People Who Have Had Mentors at a Young Age have a Better Career, Study


Young people, who receive good guidance from their mentors, are more likely to find an early employment, according to a North Carolina State University study.

The researchers said that early job makes these individuals more responsible and independent, thus, driving them to financially and personally rewarding careers.

"We wanted to look at the long-term impacts on mentees in naturally occurring mentorship relationships, rather than participants in formal mentorship programs," said Dr. Steve McDonald, an associate professor of sociology at NC State and lead author of a paper on the work, in a statement. "And we found that having a mentor provides a clear benefit well into their working lives."
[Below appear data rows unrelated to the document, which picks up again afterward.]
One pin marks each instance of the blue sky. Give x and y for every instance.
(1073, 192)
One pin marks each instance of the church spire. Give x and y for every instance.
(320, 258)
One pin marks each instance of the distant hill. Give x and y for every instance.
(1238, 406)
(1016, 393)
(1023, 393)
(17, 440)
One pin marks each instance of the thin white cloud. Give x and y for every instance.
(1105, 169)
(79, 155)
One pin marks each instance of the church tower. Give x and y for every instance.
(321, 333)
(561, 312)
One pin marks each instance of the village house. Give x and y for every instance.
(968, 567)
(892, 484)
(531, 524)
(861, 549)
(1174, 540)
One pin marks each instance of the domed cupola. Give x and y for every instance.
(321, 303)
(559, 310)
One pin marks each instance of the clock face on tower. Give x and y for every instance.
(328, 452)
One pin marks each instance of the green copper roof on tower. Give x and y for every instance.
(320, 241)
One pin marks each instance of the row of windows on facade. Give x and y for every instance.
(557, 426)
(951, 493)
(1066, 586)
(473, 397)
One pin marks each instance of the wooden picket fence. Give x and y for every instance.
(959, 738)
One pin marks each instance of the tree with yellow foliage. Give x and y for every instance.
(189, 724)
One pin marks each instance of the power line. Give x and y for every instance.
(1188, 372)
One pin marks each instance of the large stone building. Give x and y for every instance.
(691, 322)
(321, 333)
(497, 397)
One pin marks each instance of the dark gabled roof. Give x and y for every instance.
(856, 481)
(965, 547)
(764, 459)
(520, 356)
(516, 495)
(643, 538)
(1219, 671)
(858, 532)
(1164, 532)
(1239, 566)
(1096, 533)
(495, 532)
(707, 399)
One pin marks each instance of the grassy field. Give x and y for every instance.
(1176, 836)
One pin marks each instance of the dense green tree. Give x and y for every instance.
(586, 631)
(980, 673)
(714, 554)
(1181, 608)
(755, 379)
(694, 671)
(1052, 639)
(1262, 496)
For the study, the researchers analysed data from the National Longitudinal Survey of Adolescent Health The Survey asked more than 12,000 teens and those in early 20s if they had a mentor in their life. These participants were again surveyed after six years about their work to determine their performance in the job market.

McDonald said that participants from socioeconomically advantaged backgrounds are more likely to have mentors and receive greater 'intrinsic' job rewards. Intrinsic job rewards include authority and autonomy, which renders a more personally fulfilling feeling to your work.

"The findings imply that mentees learn to place a higher value on jobs with more intrinsic rewards - and those same characteristics are associated with long-term career success," McDonald said.

The study titled, "The Long Arm of Mentoring: A Counterfactual Analysis of Natural Youth Mentoring and Employment Outcomes in Early Careers," is published in the American Journal of Community Psychology.